UFS2 with Soft Updates Robust?

John Conover conover at rahul.net
Wed Dec 22 22:50:12 PST 2004


Erik Trulsson writes:
> On Wed, Dec 22, 2004 at 08:57:00PM -0900, Damien Hull wrote:
> > On Tue, 2004-12-21 at 21:31 -0500, Chuck Swiger wrote:
> > > John Conover wrote:
> > > > Is UFS2 with soft updates the most robust file system in freebsd?
> > > 
> > > No, although UFS2 with softupdates is robust enough for production use.
> > > 
> > > If you make the filesystem writes syncronous and disable write caching on the 
> > > hard drive, you will improve the robustness at significant cost to performance.
> > > 
> > 
> > Are you saying that the UFS2 file system sucks?
> 
> Not at all, but standard IDE-drives suck when it comes to robustness.
> (They tend to lie and tell the OS that data has been written to the
> disk, when in reality it has only been written to the disks cache.)
> (Thus the advice above to turn off write-caching for maximum
> robustness.)
> 
> If you use softupdates (on a disk that doesn't lie) the filesystem on
> the disk will always be consistent, but data written during the last 30
> seconds or so might not yet have been written to the disk, and can therefore
> be lost if e.g. the power to the computer is turned off.
>

Erik, does that mean if you use softupdates, (on a SCSI,) that,
although file(s) currently being written may be truncated since the
cache is not flushed, that the file system can be repaired
automatically by fsck to a consistent state?

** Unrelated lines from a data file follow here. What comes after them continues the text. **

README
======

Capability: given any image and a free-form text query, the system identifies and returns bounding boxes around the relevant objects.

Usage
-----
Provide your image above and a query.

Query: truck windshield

Even without synchronous writes or enabling cache write through?

	John

BTW, the reason for the question is that most SCSIs today have many
meg of HW cache, and many, (maybe most,) controllers don't permit
write through anymore. So, even if the OS flushes its cache, the HW
cache may not be written to the disk-so synchronous writes and OS
cache write through may be of little value.